**NEED:** The management of Type2 Diabetes costs the NHS £8.8bn per year with patients estimated to account for 15-25% of all appointments at a local surgery level.
The 'General Practice Forward View' identifies that all patients with long-term conditions should have a personalised plan of care that includes self-care, social prescribing and active signposting as part of its 10 high impact actions within 5 years.
Innovations such as Artificial Intelligence (AI) can play a key role in this - however at present there is no market-ready AI-system to assist Healthcare Professionals (HCP) to do this effectively within their time pressures, in part due to the difficulties associated with deriving, machine taught (machine learning), clinically-safe recommendations from the huge amounts of patient data available to digital health companies.
**APPROACH:** The project brings together Healum Ltd (digital health platform developer), Vernova CIC Foundation (NHS), Manchester University (Subcontractor) to develop a peer2peer Learning AI and AI platform to support the self-management of T2D patients through personalised plans of care, support, behaviour change and education.

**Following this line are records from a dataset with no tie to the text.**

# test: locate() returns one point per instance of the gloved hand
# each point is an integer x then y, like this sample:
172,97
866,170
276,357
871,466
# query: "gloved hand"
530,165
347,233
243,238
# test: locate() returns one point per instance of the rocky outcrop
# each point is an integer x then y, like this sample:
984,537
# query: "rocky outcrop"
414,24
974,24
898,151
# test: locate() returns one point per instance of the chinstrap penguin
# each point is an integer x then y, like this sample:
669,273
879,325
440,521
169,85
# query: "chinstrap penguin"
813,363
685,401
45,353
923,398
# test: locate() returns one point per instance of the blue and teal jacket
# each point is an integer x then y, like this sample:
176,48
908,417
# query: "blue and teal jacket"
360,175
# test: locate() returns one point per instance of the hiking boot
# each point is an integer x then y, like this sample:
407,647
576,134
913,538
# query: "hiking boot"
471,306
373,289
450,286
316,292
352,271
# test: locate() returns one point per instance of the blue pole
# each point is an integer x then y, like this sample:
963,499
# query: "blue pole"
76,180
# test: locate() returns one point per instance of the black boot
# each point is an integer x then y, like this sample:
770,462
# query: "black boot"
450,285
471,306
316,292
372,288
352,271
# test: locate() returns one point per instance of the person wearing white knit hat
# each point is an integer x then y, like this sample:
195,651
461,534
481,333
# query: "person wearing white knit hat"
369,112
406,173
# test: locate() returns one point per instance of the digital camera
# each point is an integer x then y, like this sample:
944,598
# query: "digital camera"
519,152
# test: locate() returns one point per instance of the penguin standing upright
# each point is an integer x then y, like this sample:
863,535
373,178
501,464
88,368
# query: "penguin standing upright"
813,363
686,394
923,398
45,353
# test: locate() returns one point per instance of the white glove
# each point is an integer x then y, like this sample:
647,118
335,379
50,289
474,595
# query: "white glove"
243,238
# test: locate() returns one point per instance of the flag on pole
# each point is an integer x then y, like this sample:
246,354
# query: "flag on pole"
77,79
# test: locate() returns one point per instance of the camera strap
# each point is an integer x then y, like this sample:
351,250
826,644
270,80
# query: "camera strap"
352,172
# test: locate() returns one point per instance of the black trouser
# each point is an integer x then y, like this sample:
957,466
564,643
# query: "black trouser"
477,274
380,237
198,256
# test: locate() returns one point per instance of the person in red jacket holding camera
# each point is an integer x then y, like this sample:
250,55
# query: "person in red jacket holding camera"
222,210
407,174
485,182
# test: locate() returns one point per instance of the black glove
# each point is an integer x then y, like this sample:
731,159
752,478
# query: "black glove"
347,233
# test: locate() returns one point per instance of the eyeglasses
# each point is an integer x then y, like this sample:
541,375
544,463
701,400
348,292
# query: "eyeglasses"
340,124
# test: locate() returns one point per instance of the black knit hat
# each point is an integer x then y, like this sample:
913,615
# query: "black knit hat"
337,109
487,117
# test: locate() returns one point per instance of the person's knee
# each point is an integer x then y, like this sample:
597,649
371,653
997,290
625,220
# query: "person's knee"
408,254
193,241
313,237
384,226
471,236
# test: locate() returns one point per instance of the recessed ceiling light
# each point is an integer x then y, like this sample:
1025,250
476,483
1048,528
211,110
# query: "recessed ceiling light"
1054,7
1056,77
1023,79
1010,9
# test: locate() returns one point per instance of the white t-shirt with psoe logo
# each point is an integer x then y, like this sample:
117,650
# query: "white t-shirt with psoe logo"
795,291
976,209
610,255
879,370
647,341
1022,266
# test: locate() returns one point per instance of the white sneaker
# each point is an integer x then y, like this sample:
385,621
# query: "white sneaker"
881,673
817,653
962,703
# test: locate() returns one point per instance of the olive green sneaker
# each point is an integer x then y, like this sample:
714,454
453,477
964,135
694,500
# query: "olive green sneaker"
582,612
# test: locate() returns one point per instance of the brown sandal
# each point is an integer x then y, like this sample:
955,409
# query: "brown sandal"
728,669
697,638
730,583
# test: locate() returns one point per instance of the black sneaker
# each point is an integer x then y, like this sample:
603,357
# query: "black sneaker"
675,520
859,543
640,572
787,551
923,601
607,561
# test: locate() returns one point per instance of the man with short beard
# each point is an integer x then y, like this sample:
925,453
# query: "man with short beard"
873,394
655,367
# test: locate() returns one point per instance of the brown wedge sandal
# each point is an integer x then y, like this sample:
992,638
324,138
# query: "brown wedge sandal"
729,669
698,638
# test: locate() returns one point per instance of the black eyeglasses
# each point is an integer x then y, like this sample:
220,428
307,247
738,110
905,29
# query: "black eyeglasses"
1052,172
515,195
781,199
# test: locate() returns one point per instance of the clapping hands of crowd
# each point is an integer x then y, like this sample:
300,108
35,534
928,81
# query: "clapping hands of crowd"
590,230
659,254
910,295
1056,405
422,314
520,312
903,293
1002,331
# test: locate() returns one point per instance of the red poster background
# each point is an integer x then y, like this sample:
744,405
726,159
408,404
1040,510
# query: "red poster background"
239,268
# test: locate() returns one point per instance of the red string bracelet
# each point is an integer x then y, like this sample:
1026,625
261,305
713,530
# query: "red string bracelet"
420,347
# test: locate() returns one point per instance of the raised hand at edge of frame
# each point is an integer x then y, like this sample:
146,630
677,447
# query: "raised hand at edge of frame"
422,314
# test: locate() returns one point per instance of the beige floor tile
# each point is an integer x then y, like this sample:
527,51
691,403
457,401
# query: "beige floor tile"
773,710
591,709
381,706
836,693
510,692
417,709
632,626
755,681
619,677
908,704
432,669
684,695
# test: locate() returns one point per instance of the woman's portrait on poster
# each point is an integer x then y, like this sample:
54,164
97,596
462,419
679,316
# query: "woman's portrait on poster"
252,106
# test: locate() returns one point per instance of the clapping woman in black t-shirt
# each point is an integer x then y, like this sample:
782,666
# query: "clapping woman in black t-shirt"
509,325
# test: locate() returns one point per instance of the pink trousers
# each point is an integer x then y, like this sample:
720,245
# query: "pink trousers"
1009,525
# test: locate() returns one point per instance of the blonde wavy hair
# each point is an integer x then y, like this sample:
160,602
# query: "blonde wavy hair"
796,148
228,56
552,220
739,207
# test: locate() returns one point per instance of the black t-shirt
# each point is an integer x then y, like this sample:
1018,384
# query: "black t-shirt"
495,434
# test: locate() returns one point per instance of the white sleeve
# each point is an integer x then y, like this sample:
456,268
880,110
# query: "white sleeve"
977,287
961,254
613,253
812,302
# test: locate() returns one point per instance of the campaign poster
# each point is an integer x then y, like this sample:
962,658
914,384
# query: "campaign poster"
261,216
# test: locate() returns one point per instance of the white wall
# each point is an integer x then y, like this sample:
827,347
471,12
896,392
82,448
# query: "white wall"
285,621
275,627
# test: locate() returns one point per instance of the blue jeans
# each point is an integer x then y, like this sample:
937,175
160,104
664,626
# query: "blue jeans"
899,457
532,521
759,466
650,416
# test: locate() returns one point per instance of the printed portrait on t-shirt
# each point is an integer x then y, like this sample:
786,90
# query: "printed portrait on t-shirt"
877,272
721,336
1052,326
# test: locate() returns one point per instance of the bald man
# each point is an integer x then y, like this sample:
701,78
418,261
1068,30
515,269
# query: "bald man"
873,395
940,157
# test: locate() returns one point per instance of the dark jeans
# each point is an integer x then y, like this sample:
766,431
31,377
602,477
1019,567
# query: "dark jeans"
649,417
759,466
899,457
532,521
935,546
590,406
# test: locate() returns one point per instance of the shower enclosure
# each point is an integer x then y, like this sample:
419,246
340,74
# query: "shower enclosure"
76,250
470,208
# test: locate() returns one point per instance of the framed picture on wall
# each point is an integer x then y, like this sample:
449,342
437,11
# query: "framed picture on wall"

Working with 11 GP Practices and with SBRI support (Project Number:8625456) we have already established feasibility of approach, developed an a prototype collaborative self-care platform and innovative peer-learning algorithm.
**FOCUS:** The project's focuses on the refinement of peer2peer algorithms and development of AI, machine learning (ML) algorthims, SnoMed code integration, content classifier and collective intelligence recommendation engine as well as aligning and evaluating the platform in the treatment of Type2 Diabetes (T2D).
By harnessing the collective peer2peer intelligence of HCP inputting into the software, combined with aggregate anonymised clinical audit data,we are able to reduce the critical mass of data inputs required to train ML algorithms and provide automatic clinical recommendations with a greater level of data confidence.
**IMPACT:** The platform will be integrated with and make use of new SnoMed codes and historical Read codes to act as a classifier - supporting the recommendation of the right content, service and plan to the right patient at the right time - and trialled with 21 GP practices during the project to to form a peer2peer community for providing personalised plans of care, support, behaviour change and education to patients with or at risk of T2D.
By improving the management of T2D care workload, we estimate potential for cost saving per practice per annum of £11,304, increasing to £61,254 by Y5 once reductions in microvascular complications are factored in.